3. Can an obturator hernia be treated without surgery?
No. Because the hernia involves a mechanical defect in the pelvic floor that leads to bowel entrapment, surgery is the only curative option.

4. What is the success rate of the surgery?
With early diagnosis and intervention, the prognosis is generally good, though the mortality rate remains significant due to the advanced age and comorbidities of the patient population.

5. How is the hernia repaired during surgery?
The surgeon reduces the herniated bowel, assesses its viability, and closes the obturator canal defect, often using a mesh to prevent recurrence.

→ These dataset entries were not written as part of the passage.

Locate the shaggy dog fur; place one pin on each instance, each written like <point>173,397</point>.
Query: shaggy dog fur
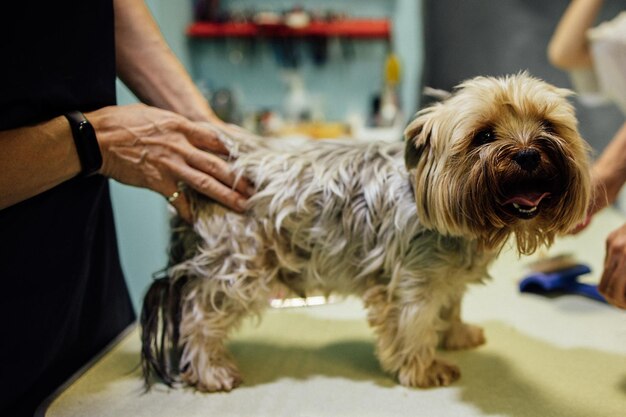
<point>404,226</point>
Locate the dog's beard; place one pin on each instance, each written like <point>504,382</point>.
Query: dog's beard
<point>469,176</point>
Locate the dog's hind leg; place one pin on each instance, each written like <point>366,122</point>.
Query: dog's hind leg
<point>210,311</point>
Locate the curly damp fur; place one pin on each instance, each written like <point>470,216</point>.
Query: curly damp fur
<point>348,217</point>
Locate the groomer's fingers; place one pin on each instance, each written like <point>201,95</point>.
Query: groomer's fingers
<point>203,137</point>
<point>613,282</point>
<point>211,187</point>
<point>220,170</point>
<point>178,200</point>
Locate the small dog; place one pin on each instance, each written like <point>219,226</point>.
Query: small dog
<point>404,226</point>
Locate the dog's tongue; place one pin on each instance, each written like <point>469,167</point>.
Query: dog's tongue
<point>527,199</point>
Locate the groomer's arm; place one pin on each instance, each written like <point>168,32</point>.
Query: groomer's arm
<point>34,159</point>
<point>568,48</point>
<point>146,64</point>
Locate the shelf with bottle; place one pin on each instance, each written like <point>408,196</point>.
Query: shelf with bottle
<point>353,28</point>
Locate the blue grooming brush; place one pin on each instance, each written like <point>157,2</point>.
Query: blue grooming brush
<point>559,275</point>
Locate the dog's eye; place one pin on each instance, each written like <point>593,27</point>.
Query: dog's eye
<point>548,127</point>
<point>484,136</point>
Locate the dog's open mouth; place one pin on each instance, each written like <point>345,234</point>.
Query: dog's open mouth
<point>525,205</point>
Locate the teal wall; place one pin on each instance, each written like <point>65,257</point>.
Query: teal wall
<point>142,216</point>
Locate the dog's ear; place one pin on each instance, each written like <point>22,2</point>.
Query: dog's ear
<point>417,141</point>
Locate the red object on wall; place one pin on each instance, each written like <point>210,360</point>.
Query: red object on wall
<point>355,28</point>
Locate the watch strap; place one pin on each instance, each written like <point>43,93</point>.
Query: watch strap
<point>86,143</point>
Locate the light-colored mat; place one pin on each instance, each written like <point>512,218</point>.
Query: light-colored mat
<point>544,357</point>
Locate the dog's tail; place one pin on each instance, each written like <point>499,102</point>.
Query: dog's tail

6. Is an obturator hernia more common in men?
No, it is significantly more common in women, with a female-to-male ratio of approximately 6:1.

7. Can a CT scan miss an obturator hernia?
While CT is the gold standard, very small hernias can occasionally be overlooked if the radiologist is not specifically looking for the obturator canal.

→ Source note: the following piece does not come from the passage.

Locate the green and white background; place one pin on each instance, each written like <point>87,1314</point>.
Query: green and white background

8. What happens if an obturator hernia is left untreated?
Untreated, it leads to bowel strangulation, gangrene, perforation, peritonitis, and ultimately death.

9. Are there lifestyle changes to prevent it?
Maintaining a healthy weight and managing chronic conditions like cough or constipation can reduce intra-abdominal pressure, though these are not absolute preventatives.

10. What is the typical recovery time after surgery?
Recovery depends on the surgical approach and the health of the bowel; however, most patients require a few days of hospitalization and several weeks of restricted activity.


Disclaimer: This guide is for educational purposes only and does not constitute medical advice. If you suspect you have a hernia, please consult a board-certified general surgeon immediately.